В каком масштабе ни смотри на данные – хоть одного городского дворика, хоть целых районов, – закономерность сохранялась одна и та же: холера распространялась вокруг общих источников воды. Если теория миазмов верна, почему болезнь выбирает себе жертв произвольно? Почему холера может убить всех жителей одного дома и вообще не тронуть соседний? Почему в одной трущобе смертность выше, чем в другой, где санитарные условия еще хуже?
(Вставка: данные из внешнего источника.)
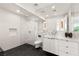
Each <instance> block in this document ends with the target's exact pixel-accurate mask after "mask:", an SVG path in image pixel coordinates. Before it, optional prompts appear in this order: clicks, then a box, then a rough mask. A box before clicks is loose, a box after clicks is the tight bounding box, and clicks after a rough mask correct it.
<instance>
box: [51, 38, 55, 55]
mask: <svg viewBox="0 0 79 59" xmlns="http://www.w3.org/2000/svg"><path fill="white" fill-rule="evenodd" d="M51 51H52V53H54V54H55V39H52V40H51Z"/></svg>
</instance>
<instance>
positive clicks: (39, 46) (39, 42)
mask: <svg viewBox="0 0 79 59" xmlns="http://www.w3.org/2000/svg"><path fill="white" fill-rule="evenodd" d="M34 44H35V48H39V47H41V45H42V41H41V40H37V41H35V43H34Z"/></svg>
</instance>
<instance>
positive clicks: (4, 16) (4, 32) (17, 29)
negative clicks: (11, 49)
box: [0, 9, 20, 51]
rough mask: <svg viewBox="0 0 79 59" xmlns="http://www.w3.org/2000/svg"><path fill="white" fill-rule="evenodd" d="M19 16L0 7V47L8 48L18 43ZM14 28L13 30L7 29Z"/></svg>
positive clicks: (15, 44) (19, 21)
mask: <svg viewBox="0 0 79 59" xmlns="http://www.w3.org/2000/svg"><path fill="white" fill-rule="evenodd" d="M19 22H20V17H19V16H17V15H15V14H12V13H10V12H8V11H5V10H3V9H0V47H2V49H3V50H4V51H5V50H8V49H11V48H14V47H16V46H19V45H20V38H19V37H20V28H19V25H20V23H19ZM11 28H16V30H15V31H10V30H9V29H11Z"/></svg>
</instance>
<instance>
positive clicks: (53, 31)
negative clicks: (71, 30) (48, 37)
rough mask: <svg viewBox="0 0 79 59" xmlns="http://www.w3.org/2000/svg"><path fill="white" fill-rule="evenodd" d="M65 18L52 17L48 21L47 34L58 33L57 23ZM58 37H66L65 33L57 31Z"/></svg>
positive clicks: (59, 17) (57, 31)
mask: <svg viewBox="0 0 79 59" xmlns="http://www.w3.org/2000/svg"><path fill="white" fill-rule="evenodd" d="M63 18H64V17H63V16H58V17H52V18H48V19H47V34H49V35H51V33H52V32H54V31H57V21H58V20H61V19H63ZM60 34H61V35H60ZM56 35H57V36H59V37H62V36H64V31H57V33H56Z"/></svg>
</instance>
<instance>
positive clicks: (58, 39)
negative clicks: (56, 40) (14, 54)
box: [44, 35, 79, 43]
mask: <svg viewBox="0 0 79 59" xmlns="http://www.w3.org/2000/svg"><path fill="white" fill-rule="evenodd" d="M44 38H48V39H57V40H68V41H72V42H77V43H79V38H73V37H72V38H68V37H67V38H66V37H63V36H62V37H58V36H52V35H46V36H44Z"/></svg>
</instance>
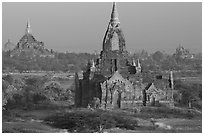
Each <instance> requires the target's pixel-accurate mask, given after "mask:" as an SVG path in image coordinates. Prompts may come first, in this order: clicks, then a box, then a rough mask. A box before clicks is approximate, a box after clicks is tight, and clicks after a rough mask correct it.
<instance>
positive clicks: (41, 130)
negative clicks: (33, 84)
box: [2, 104, 202, 133]
mask: <svg viewBox="0 0 204 135" xmlns="http://www.w3.org/2000/svg"><path fill="white" fill-rule="evenodd" d="M9 112H10V113H6V114H5V113H3V123H2V127H3V132H15V133H19V132H27V133H28V132H29V133H54V132H83V133H87V132H111V133H138V132H141V133H149V132H150V133H161V132H163V133H174V132H179V133H201V132H202V120H201V114H200V113H196V112H194V111H191V112H189V116H190V115H191V116H190V117H187V116H188V115H184V114H186V110H182V111H178V110H177V111H170V110H167V111H164V109H161V108H160V109H158V108H148V107H145V108H144V109H143V110H142V111H141V113H135V112H134V111H131V110H120V109H118V110H106V111H105V110H90V109H86V108H72V107H70V106H58V105H57V104H54V105H53V106H51V107H47V108H45V109H43V108H42V107H41V108H38V109H33V110H21V109H14V110H10V111H9ZM172 112H174V113H173V114H172ZM164 113H166V115H164ZM11 114H12V115H11ZM168 114H171V115H168ZM152 121H154V123H153V122H152Z"/></svg>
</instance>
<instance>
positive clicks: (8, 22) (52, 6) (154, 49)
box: [2, 2, 202, 53]
mask: <svg viewBox="0 0 204 135" xmlns="http://www.w3.org/2000/svg"><path fill="white" fill-rule="evenodd" d="M111 10H112V3H111V2H95V3H94V2H49V3H48V2H47V3H46V2H38V3H33V2H27V3H26V2H16V3H15V2H3V3H2V45H4V44H5V43H6V42H7V41H8V39H10V40H11V42H13V43H14V44H17V42H18V41H19V40H20V38H21V37H22V36H23V35H24V34H25V28H26V23H27V20H28V19H29V20H30V23H31V29H32V34H33V36H34V37H35V38H36V39H37V40H38V41H42V42H44V43H45V46H46V48H48V49H53V50H55V51H58V52H65V51H68V52H87V53H94V52H95V51H97V52H100V51H101V49H102V41H103V37H104V34H105V31H106V29H107V26H108V23H109V21H110V16H111ZM117 10H118V13H119V20H120V23H121V28H122V30H123V33H124V36H125V40H126V48H127V50H128V51H129V52H132V53H133V52H139V51H141V50H142V49H145V50H147V51H148V52H150V53H153V52H155V51H157V50H159V51H163V52H165V53H173V52H175V49H176V48H177V47H178V46H179V44H181V45H182V46H184V48H186V49H189V50H190V52H192V53H198V52H202V3H201V2H174V3H173V2H164V3H159V2H144V3H142V2H117Z"/></svg>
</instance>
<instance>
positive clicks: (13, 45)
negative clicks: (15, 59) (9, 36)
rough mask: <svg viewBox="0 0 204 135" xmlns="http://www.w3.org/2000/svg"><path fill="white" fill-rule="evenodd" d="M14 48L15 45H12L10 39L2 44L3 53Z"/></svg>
mask: <svg viewBox="0 0 204 135" xmlns="http://www.w3.org/2000/svg"><path fill="white" fill-rule="evenodd" d="M14 48H15V44H14V43H12V42H11V40H10V39H8V41H7V42H6V43H5V44H4V48H3V51H5V52H7V51H11V50H13V49H14Z"/></svg>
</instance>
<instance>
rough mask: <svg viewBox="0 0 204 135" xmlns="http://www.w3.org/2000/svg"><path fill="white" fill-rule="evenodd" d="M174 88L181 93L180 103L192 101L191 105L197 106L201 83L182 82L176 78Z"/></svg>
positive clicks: (200, 93) (201, 97)
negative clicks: (198, 83) (200, 83)
mask: <svg viewBox="0 0 204 135" xmlns="http://www.w3.org/2000/svg"><path fill="white" fill-rule="evenodd" d="M175 89H177V90H178V92H179V93H181V94H182V98H181V102H180V105H187V104H188V103H189V102H192V103H193V106H197V107H198V106H199V105H198V104H199V102H200V101H202V84H197V83H196V84H194V83H193V84H191V83H183V82H181V81H178V80H177V81H176V82H175ZM200 108H201V106H200ZM200 108H199V109H200Z"/></svg>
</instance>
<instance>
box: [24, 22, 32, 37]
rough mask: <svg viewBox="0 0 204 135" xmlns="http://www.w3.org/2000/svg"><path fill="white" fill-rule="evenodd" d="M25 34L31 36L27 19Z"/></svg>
mask: <svg viewBox="0 0 204 135" xmlns="http://www.w3.org/2000/svg"><path fill="white" fill-rule="evenodd" d="M25 34H31V28H30V21H29V19H28V21H27V25H26V30H25Z"/></svg>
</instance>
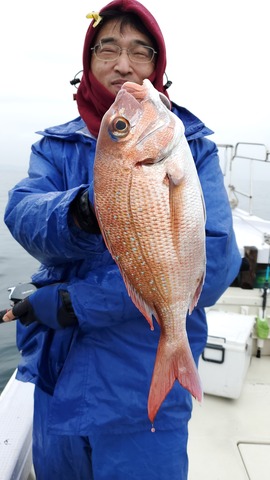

Во второй половине 1849 года Сноу представил свою теорию холеры в двух формах: сначала самостоятельно издал 31-страничную монографию под названием On The Mode and Communication of Cholera («О действии и заражении холерой»), предназначавшуюся для чтения коллегами из медицинского общества, а затем выпустил статью в London Medical Gazette для чуть более широкой аудитории. Вскоре после этой статьи сельский врач Уильям Бадд опубликовал эссе, в котором пришел к похожим выводам о распространении холеры через воду; Бадд, впрочем, все же предполагал, что в некоторых случаях холера может распространяться и воздушно-капельным путем, а также ошибочно заявил, что ему удалось найти возбудителя холеры – грибок, растущий в зараженных водоемах. Позже Бадд обнаружил, что брюшной тиф тоже передается водным путем – собственно, именно этим он сейчас и известен. Но Сноу на месяц опередил Бадда с публикацией своей холерной теории, и в ней не было ложных следов, связанных с грибками и воздушно-капельной передачей.